Les deux mains jointes devant lui, le quinquagénaire, le visage fermé et les yeux fixés vers le sol, n'a pas montré d'émotion à l'annonce du verdict.
Les jurés n'ont pas été convaincus par les thèses du tir accidentel et de la légitime défense. Ils ont assorti leur peine, légèrement inférieure aux 27 ans requis par l'avocat général, d'une période de sûreté de 14 ans.
Les faits remontent à la nuit du vendredi 13 au samedi 14 mai 2022. Martial Lanoir circule au volant de sa BMW sur un boulevard parisien à proximité du Moulin Rouge lorsqu'il est témoin, selon lui, du "lynchage" d'un homme par quatre individus.
Il affirme leur avoir demandé d'arrêter depuis son véhicule, avant d'en sortir, de brandir son arme pour leur "faire peur", sans succès, et de tirer sur "le plus véhément" du groupe, Eric Casado Lopez, alors âgé de 27 ans.
La scène ne dure pas plus de 20 secondes. Martial Lanoir regagne ensuite son domicile. Il s'apprête à charger des bagages dans sa voiture quand la police vient l'interpeller, au terme d'une brève course-poursuite à pied.
Une simple "bosse"
Convaincu qu'une guerre civile menace d'éclater en France, le complotiste portait régulièrement sur lui dans un holster, afin de se protéger, une arme, un pistolet de calibre 45 volé à une connaissance.
Il reconnaît être l'auteur du tir mortel, mais parle d'un accident, sa main crispée par le "stress". "Je jure devant Dieu que je n'ai pas voulu tuer qui ce soit", déclare-il lors de sa dernière prise de parole.
"Le coup ne pouvait pas partir tout seul", oppose l'avocat général Marc Nouvion, s'appuyant sur l'expertise balistique. "Il n'y pas de doute sur le fait qu'on a voulu tuer".
Pour le représentant du parquet, les critères de la légitime défense, pour autrui, ne sont par ailleurs "pas remplis", en raison notamment d'une réponse jugée disproportionnée.
Martial Lanoir prétend être intervenu pour "sauver une vie", au milieu d'une altercation décrite par son avocat comme une "scène abominable", d'une "violence extrême".
Une version remise en cause par l'avocat général, qui pointe un "décalage" avec la simple "bosse" constatée par les médecins chez l'homme pris à partie. "On ne lui donne même pas de Doliprane".
"Le procès du complotisme"
Marc Nouvion rappelle dans ses réquisitions la "personnalité impulsive" de l'accusé, mais ne souhaite pas "réduire cet acte à une impulsion".
"Nous ne sommes pas face à un dérapage, mais à un passage à l'acte construit, dirigé par la colère.
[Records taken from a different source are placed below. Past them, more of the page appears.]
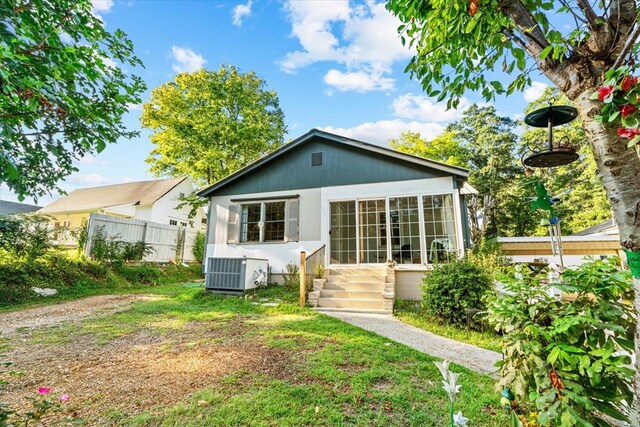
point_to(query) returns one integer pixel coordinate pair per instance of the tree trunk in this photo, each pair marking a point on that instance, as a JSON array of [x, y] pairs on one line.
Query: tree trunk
[[619, 168]]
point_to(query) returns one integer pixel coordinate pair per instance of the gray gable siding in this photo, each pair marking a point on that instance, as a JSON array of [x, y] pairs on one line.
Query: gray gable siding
[[341, 165]]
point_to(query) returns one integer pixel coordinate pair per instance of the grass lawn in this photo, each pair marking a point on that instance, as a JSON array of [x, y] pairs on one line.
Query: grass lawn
[[187, 358], [409, 313]]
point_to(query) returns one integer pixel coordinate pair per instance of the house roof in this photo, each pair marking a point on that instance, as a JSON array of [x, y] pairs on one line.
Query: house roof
[[397, 155], [604, 228], [141, 193], [10, 208]]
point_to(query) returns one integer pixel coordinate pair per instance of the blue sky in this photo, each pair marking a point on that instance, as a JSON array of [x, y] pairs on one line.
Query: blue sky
[[336, 65]]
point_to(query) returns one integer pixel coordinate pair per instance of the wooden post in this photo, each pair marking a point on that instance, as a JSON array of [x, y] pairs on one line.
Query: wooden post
[[303, 278]]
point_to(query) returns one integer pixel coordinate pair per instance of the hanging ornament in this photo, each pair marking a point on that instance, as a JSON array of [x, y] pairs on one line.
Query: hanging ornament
[[473, 7]]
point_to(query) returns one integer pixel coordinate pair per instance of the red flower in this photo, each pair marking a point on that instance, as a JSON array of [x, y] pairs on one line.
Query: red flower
[[626, 110], [628, 133], [628, 82], [604, 92]]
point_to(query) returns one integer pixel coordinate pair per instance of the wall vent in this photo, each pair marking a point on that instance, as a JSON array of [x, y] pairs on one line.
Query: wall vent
[[316, 159]]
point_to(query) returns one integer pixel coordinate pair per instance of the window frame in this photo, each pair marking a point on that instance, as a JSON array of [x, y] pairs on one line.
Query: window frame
[[262, 221], [424, 250]]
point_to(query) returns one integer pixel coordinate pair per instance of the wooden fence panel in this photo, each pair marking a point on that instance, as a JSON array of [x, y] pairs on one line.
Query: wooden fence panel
[[164, 239]]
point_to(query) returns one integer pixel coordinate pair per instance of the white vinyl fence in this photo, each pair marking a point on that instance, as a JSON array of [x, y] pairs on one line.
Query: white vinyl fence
[[164, 239]]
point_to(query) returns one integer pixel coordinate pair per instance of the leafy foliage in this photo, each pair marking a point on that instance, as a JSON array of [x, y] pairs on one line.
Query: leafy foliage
[[198, 246], [570, 359], [28, 236], [61, 97], [451, 288], [208, 124], [443, 148], [110, 250], [584, 201]]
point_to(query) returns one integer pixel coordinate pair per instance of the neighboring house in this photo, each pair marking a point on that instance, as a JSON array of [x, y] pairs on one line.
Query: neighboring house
[[605, 228], [363, 203], [14, 208], [155, 201]]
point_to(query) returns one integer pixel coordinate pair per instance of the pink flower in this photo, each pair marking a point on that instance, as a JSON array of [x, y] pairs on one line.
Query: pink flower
[[628, 133], [604, 92], [626, 110], [628, 82]]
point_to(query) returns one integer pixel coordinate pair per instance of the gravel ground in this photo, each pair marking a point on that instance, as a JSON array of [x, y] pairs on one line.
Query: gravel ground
[[467, 355], [74, 310]]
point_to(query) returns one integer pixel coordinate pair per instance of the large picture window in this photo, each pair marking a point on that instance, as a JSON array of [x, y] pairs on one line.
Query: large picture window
[[262, 222]]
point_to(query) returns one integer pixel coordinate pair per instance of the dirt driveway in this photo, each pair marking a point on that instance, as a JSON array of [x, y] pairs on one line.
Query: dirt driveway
[[50, 315]]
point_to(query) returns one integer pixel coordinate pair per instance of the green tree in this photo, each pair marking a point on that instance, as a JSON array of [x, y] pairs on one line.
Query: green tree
[[61, 96], [584, 201], [208, 124], [491, 146], [443, 148], [461, 43]]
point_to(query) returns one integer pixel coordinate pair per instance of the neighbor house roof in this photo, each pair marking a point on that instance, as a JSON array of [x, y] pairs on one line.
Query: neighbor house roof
[[141, 193], [10, 208], [420, 161]]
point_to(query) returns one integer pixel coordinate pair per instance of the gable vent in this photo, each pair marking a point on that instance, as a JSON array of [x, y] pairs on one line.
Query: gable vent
[[316, 159]]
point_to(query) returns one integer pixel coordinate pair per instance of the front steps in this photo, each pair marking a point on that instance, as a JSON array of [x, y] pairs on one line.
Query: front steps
[[363, 289]]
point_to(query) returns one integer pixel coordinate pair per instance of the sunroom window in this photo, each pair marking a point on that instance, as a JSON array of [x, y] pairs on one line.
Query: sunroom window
[[262, 222]]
Sa vie est empreinte de violence, elle est son quotidien", estime-t-il, même si la justice n'a pas retenu le mobile raciste.
Prolixe sur les réseaux sociaux, Martial Lanoir dénonce des attentats commis selon lui par les services secrets et affiche sa sympathie pour l'essayiste d'extrême droite Alain Soral.
Quelques heures avant son tir mortel, un message vocal haineux et antisémite, appelant à "éliminer les cafards", est publié sur un groupe Telegram qu'il anime, nommé les "anti-smith".
Il admet que la voix ressemble à la sienne, mais parle d'une manipulation par intelligence artificielle. "Des gens malveillants m'en veulent beaucoup à cause de mon combat politique", assure-t-il, persuadé qu'on cherche à faire à travers lui "le procès du complotisme".
"Il a sauvé la vie d'un homme et on le met en prison parce qu'il est censé avoir fait l'apologie d'Hitler", déplore son avocat, François Danglehant, qui avait défendu avant lui l'ancien humoriste Dieudonné.